UPDATED Los Angeles Mayor Antonio Villaraigosa plans to unveil a proposal this afternoon to meet 10 percent of the city’s energy needs with solar power by 2020. The announcement will be made at Solar Integrated Technologies, an LA-based company contracted last month to supply thin-film solar panels for a 1.1 megawatt project by Oregon utility Portland General Electric.
Los Angeles Department of Water and Power spokesperson Carol Tucker told us this morning that most of today’s proposal “is in the planning stages,” and Jared Irmas at the mayor’s office said it would involve private partners, including Solar Integrated Technologies.

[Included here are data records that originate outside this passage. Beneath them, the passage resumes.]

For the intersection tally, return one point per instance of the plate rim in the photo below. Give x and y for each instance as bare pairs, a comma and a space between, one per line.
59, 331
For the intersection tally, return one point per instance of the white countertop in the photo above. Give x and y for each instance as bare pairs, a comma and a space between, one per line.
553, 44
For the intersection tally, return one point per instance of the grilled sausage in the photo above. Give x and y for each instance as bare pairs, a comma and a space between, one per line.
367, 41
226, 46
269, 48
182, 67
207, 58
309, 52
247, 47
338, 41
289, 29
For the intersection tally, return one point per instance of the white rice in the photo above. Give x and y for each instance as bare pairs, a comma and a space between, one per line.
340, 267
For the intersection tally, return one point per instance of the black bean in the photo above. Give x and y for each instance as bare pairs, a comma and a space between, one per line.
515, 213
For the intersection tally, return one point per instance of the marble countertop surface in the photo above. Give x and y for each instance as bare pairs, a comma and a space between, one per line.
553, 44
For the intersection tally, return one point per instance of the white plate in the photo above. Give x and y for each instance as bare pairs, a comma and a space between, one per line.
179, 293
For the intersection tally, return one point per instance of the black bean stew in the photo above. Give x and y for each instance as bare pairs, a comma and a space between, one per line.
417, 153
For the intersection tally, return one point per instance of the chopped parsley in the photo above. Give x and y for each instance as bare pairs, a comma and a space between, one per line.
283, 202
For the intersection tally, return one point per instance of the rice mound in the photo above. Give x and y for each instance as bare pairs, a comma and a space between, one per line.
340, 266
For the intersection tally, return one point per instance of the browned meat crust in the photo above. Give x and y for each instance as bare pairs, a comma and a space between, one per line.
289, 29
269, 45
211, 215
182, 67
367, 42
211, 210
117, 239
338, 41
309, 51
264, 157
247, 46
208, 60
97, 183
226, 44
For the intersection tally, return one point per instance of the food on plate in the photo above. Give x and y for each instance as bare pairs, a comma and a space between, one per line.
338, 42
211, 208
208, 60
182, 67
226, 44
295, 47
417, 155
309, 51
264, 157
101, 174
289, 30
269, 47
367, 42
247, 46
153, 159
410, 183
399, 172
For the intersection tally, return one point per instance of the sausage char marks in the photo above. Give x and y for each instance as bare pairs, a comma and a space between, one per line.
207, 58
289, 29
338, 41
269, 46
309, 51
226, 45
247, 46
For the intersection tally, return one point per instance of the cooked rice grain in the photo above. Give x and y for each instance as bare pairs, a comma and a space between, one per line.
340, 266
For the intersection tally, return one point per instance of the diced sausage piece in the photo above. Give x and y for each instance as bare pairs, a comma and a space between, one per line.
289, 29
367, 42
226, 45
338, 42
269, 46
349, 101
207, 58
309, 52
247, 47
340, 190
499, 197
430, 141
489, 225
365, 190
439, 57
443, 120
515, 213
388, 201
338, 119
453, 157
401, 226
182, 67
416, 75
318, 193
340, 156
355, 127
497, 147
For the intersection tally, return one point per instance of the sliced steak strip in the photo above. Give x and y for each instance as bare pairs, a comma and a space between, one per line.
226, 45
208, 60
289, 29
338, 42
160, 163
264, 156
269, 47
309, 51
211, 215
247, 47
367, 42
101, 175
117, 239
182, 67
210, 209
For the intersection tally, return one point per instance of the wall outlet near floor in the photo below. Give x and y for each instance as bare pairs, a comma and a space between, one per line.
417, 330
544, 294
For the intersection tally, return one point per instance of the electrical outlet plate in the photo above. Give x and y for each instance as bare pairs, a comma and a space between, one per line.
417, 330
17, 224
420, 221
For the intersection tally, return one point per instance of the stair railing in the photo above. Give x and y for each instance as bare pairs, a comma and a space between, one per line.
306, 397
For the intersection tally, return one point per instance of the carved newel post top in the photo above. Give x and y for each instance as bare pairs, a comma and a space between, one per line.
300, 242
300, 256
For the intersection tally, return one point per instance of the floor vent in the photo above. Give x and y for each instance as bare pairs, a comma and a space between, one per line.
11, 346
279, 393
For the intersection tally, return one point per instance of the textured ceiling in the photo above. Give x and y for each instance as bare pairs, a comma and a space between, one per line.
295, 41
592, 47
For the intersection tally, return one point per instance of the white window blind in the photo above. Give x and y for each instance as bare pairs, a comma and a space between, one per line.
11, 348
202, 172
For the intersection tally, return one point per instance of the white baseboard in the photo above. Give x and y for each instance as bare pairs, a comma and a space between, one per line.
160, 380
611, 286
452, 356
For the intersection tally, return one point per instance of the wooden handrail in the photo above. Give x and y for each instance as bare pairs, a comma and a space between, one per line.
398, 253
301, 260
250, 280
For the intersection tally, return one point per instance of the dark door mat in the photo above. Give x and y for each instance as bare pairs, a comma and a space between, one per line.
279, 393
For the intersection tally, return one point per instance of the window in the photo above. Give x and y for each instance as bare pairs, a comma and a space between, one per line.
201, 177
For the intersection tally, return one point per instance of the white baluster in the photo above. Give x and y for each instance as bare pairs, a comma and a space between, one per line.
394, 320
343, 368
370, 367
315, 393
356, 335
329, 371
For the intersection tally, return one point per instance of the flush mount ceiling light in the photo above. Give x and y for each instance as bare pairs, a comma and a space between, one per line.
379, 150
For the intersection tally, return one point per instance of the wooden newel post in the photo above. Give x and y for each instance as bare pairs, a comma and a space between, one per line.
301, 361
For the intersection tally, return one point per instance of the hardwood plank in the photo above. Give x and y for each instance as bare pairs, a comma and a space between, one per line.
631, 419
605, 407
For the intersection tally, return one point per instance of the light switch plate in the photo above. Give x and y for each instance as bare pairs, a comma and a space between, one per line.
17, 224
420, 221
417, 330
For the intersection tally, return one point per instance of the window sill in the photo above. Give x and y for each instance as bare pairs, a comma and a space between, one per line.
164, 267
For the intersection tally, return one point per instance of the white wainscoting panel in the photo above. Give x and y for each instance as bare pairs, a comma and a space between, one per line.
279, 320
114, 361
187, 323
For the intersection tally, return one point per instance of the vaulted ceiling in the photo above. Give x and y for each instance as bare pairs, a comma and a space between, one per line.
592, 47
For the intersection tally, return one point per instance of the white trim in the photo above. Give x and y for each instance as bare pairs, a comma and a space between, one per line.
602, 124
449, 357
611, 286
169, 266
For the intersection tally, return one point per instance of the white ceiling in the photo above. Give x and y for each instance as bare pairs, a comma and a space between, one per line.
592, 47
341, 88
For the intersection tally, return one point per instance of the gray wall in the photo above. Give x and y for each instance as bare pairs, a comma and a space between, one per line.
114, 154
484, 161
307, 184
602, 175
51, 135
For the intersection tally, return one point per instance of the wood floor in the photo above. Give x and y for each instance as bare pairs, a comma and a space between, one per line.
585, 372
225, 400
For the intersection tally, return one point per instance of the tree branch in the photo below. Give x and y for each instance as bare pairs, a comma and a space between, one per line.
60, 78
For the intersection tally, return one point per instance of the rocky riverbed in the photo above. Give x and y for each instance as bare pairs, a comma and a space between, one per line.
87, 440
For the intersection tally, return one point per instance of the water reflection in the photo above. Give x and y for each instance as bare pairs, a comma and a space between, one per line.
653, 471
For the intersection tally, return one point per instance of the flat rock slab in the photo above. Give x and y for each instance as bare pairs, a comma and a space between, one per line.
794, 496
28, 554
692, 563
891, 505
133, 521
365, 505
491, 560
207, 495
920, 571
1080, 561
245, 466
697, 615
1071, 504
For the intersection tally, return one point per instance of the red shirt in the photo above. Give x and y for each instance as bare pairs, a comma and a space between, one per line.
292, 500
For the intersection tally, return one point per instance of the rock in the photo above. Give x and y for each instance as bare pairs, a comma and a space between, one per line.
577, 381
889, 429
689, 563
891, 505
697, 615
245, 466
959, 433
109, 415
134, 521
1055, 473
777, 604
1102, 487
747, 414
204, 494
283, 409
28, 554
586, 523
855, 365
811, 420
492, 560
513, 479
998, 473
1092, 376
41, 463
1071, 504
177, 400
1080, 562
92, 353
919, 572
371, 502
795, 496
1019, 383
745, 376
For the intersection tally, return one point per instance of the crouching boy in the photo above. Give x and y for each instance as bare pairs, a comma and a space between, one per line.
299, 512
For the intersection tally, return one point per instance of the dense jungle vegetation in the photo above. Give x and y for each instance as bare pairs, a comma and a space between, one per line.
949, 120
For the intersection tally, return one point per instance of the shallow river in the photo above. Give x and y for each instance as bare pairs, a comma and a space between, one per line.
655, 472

What we do know is that implementation of the new project will fall to the Department of Water and Power, which earlier this year launched a $270 million solar program meant to help create up to 400 union jobs in three years and reduce greenhouse gas emissions — not a small task for a city that, according to a report from the mayor’s office released last year, contributes as much carbon dioxide emissions as all of Sweden (about one-fifth of a percent of global emissions). Update below the fold.
Update: The mayor’s office has revealed that the planned 1.3 gigawatt project is to be a network of solar power systems owned by the city, residents and private companies. The proposal includes new incentives and low-interest loans for residential and commercial installations, as well as a push for large-scale solar projects outside of the Los Angeles basin (in the Mojave Desert, for example) with purchase agreements — but not necessarily funding — from the LA utility. After about eight years, the Department of Water and Power would have the option to buy these plants.
A new feed-in tariff — one of the incentives that UK Environment Agency head Chris Smith highlighted in his recent call for a green New Deal — would allow solar energy providers to sell power directly to the utility, reaping tax incentives valued at up to 60 percent of installation costs.
Part of Villaraigosa’s goal is to have a reliable source of energy during hours when demand for electricity peaks and LA’s power grid (now fueled primarily with coal) becomes strained. According to the Department of Water and Power, 8 percent of the city’s supply now comes from renewable sources, including solar, wind, and geothermal, up from only 3 percent in 2005.
The other part, of course, is spurring job growth at a time when California’s unemployment rate has jumped to 8.2 percent, its highest in 14 years and worse than all U.S. states except for Rhode Island and Michigan. Southern California has been especially hard hit, the LA Times reports, with Los Angeles County’s unemployment hitting 8.4 percent last month.